Les  forces duvaliéristes conduites par les chefs militaires Jean Tassy, Gratia  Jacques et Claude Raymond et des Tontons macoutes Luc Désire et Eloïs Maître, mirent le feu aux cannes forçant les deux frères Barbot et leurs compagnons de sortir de leur cachette. Avec la croyance que les frères Barbot étaient à l’abri des balles, la troupe hésita à faire feu sur eux. Tassy s’empara d’une mitrailleuse et ouvrit le feu qui fut suivi de rafales tirées par tous les poursuivants, criblant de balles les Barbot et les leurs compagnons.  Ainsi prit fin l’aventure de Clément Barbot  qui, au début du gouvernement de Duvalier, avait organisé les cagoulards, les premiers fers de lance de la terreur  et de la répression du système sanguinaire de Duvalier.

Le 26 avril 1986, soit deux mois après la chute de ce régime qualifié de sanguinaire, une marche pacifique fut organisée en l’honneur des victimes du 26 avril 1963 et aussi pour fêter la défaite de ce régime avec l’idée aussi de rendre un premier hommage à leurs martyrs en se présentant sur les lieux des crimes sordides. En arrivant face à la prison de Fort Dimanche aux environs de 1h PM, les militaires de Namphy ont ouvert le feu sur la foule, les pèlerins désarmés (Le Nouvelliste du Samedi 23 au dimanche 24 avril 2016) les manifestants sont dispersés et le bilan en ce jour était de 10 morts environ. Grâce au comité de commémoration du 26 avril 1963 de 2013, une liste non exhaustive contient environ 73 noms, dont plusieurs militaires hauts-gradés et leur famille s’y retrouvent, a été exposée sur les murs de la FOKAL lors d’une réflexion commémorative. 

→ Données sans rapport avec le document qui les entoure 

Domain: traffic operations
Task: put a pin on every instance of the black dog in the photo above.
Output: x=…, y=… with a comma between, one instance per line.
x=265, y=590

Ces événements ont forcé des centaines d’Haïtiens à prendre l’exil pour sauver leur peau. C’est le début d’une fuite de cerveau sans précédent dans l’histoire du pays que d’ailleurs l’historien Jimmy JEAN en a fait un travail intéressant.

Depuis lors, où en sommes-nous? Ces victimes directes ou par ricochet n’ont-elles pas droit à une réparation, à une justice? Faut-il continuer avec cette tendance que les morts ont toujours tort ? Sachant que l’impunité débouche toujours sur un cycle de violence, faut-il continuer avec cette impunité ? Soixante ans (60) ans après, les criminels ne sont-ils pas toujours dans la rue? À quand la jouissance des droits de victimes cités dans la déclaration des principes fondamentaux de justice relatifs aux victimes de la criminalité et aux victimes d’abus de pouvoir  adoptée 29 novembre 1985 par l’ONU ?  Si pour beaucoup cette date marque le vrai visage de cette dictature, pour d’autres elle constitue une marque indélébile. Que justice leur soit rendue.                                                       

Port-au-Prince, le 26 avril 2023.

James Louis Historien, Juriste et Théologien

Références Bibliographiques : Radiographie d’une dictature de Gérard Pierre Charles, Constitutions et luttes de pouvoir en Haïti de Claude Moïse, Fort Dimanche de Bernard Diederich, 26 Avril1986 tragédie devant le fort Dimanche de Prosper Avril,  La chute de la Maison Duvalier de M.L Bonnardo et G. Danroc, Cinq siècles d’histoire politique d’Haïti de Dr Raymond Bernadin,  Le Nouvelliste du Samedi 23 au dimanche 24 avril 2016).